Originally posted by house I think you have misunderstood quite a few things. You don't loose dynamic range if you export to a 16 bit tiff and avoid any dynamic range altering tools. So a neutral profile 16 bit tiff export contains all data .
You might want to read one of these:
RAW to TIFF or PSD 16bit loses color depth - Photography Stack Exchange Are You Wasting Dynamic Range? | Blogarithms
Or just do your own tests (open a dng in ACR, export it as a tif, then apply same settings to the dng & the tif, and finally export both in jpeg). Difference is subtle but there's a loss.
Originally posted by house Exporting a single file dng from a ps dng doesn't make sense as you would have to mosaic the image again loosing the advantage of pixelshift.
I'd like to do that to use that extracted DNG to use it only on parts with movements in a PS image.
Originally posted by house I'm also curious about you highlight recovery issues because I find RT highlight recovery excellent. You need to tick the "highlight recovery" checkbox and select "color propagation" in the exposure module for best results. With extreme recovery this might break and require additional work but it's pretty darn good as is.

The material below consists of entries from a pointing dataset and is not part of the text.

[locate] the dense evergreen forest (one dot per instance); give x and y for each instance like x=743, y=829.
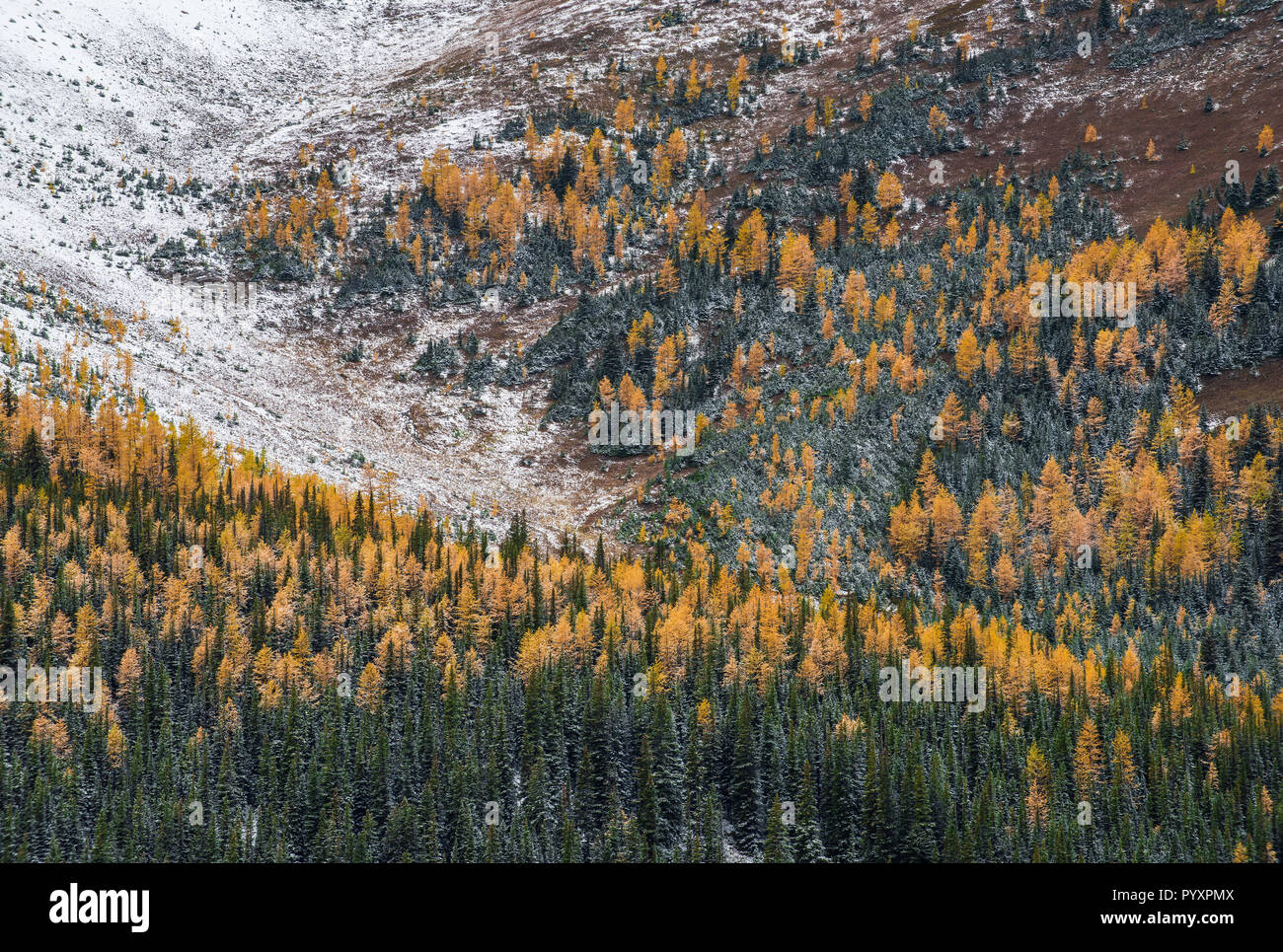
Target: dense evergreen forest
x=901, y=464
x=326, y=678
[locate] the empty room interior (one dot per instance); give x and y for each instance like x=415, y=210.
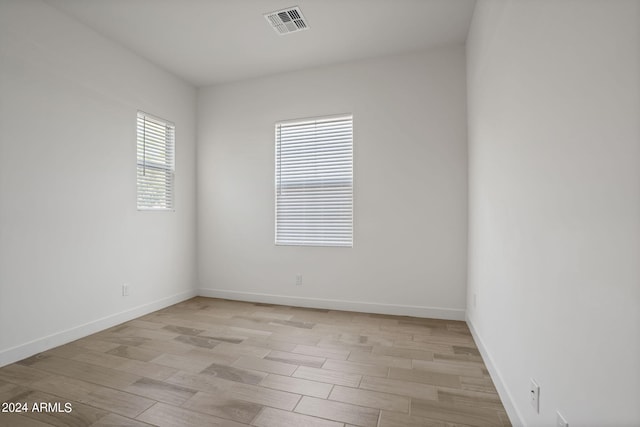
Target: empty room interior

Maybe I'm not using RT correctly. Still, playing with the settings you talk about lead to terrible results for me.
See the following test:
Picture #1:
- opened the PS DNG in ACR
- fixed white balance
- fixed chromatic aberrations
- bumped shadows and highlights to their maximum (goal is not to get a nice picture but to illustrate the discussion)
Picture #2:
- opened the PS DNG in ACR
- exported to TIFF (with no processing)
- open the TIFF in ACR
- do the exact same processing as for picture #1
Picture #3:
- opened the PS DNG in RT
- ensured that "Highlights reconstruction" is checked (was the case)
- selected "Color propagation" as the blend method (saw no change)
- played with "Highlight compression" until the result of the image
You can download the DNG from
here (170MB) if you want to play with it.